Their failed bid for the event garnered just a single vote, but they fired an angry shot to the world football governing body asking for $43 million in compensation - the amount they spent on the bid.
A statement on the official website of the Football Federation of Australia said FIFA should consider “An in-principle decision that just and fair compensation should be paid to those nations that invested many millions, and national prestige, in bidding for a summer event”.
One of those nations was the United States, which made it to the final round of voting before losing the highly controversial selection to Qatar.

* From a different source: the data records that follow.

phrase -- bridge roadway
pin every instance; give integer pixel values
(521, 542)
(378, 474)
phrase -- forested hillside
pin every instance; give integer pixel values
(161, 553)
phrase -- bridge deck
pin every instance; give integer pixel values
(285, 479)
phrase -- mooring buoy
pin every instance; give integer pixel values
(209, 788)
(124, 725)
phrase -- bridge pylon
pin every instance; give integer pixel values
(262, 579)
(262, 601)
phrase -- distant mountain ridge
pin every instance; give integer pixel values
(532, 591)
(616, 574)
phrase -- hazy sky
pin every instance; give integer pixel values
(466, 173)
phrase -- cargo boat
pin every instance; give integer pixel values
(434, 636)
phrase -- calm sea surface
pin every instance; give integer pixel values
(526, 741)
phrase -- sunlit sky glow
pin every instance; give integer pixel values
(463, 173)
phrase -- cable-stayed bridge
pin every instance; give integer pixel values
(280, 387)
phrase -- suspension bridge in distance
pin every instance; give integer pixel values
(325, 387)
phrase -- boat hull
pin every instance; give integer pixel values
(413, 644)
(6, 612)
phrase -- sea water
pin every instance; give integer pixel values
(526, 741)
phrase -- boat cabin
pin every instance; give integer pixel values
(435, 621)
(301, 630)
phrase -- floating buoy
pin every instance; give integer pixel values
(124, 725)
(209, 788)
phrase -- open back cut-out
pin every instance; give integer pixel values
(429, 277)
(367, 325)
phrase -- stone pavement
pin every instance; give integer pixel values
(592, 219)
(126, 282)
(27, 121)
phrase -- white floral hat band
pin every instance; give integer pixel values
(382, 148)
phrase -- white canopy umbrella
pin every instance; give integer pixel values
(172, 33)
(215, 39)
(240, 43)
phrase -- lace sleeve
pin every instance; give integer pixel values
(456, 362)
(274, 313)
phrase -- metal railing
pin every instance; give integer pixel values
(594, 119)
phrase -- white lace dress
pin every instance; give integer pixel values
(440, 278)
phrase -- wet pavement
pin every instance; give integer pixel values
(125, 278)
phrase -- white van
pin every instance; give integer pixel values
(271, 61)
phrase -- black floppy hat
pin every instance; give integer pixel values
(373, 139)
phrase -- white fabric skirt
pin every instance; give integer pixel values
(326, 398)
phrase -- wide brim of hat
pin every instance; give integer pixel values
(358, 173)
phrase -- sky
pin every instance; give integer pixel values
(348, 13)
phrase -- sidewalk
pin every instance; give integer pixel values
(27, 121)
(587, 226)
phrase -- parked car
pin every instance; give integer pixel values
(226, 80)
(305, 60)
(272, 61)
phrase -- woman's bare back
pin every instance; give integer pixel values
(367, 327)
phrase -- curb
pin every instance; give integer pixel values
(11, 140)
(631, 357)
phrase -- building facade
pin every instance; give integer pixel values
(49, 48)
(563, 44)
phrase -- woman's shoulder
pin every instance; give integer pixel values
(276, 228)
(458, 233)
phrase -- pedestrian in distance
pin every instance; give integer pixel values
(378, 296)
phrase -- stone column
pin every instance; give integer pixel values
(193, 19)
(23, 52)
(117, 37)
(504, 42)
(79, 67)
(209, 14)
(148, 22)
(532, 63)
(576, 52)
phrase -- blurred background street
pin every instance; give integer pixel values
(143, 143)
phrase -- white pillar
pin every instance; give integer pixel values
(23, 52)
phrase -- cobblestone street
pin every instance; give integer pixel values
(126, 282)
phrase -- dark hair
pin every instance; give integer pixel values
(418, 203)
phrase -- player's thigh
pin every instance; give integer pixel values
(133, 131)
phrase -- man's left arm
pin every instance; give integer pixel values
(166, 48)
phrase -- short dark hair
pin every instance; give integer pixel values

“My fear is that Fifa could make a bad situation worse by hastily changing one of the most significant and controversial decisions it’s ever taken,” said FFA chairman Frank Lowy. “Australia, like the other bidding nations, was required by Fifa’s own rules to pitch for a World Cup in the June and July window. Changing the dates is tantamount to changing the rules after the contest is over. If that happens, compensation should be paid to those nations that invested many millions, and national prestige, in bidding for a summer event.”
A FIFA spokesperson hit back, saying, “As part of the bidding documents all bidders, including the FA Australia, accepted that the format and dates of the staging of the Fifa World Cup and Fifa Confederations Cup, though initially expected to be in June/July, remains subject to the final decision of the Fifa Organising Committee,” she said. “There is no ground for any speculations.”
Not only is the decision angering the FFA, but it has stirred many others to their boiling points, both publicly and privately.
The Premier League made their exceptions public by blasting FIFA for moving the event, saying “The prospect of a winter World Cup is neither workable nor desirable for European domestic football” and proposing FIFA reopen the bid to select a different location.
In addition, the Guardian reports that Fox, which bought the broadcasting rights to the 2022 World Cup for about $1 billion, are furious with the decision as well. The move could conflict with other rights Fox has purchased, among other complications.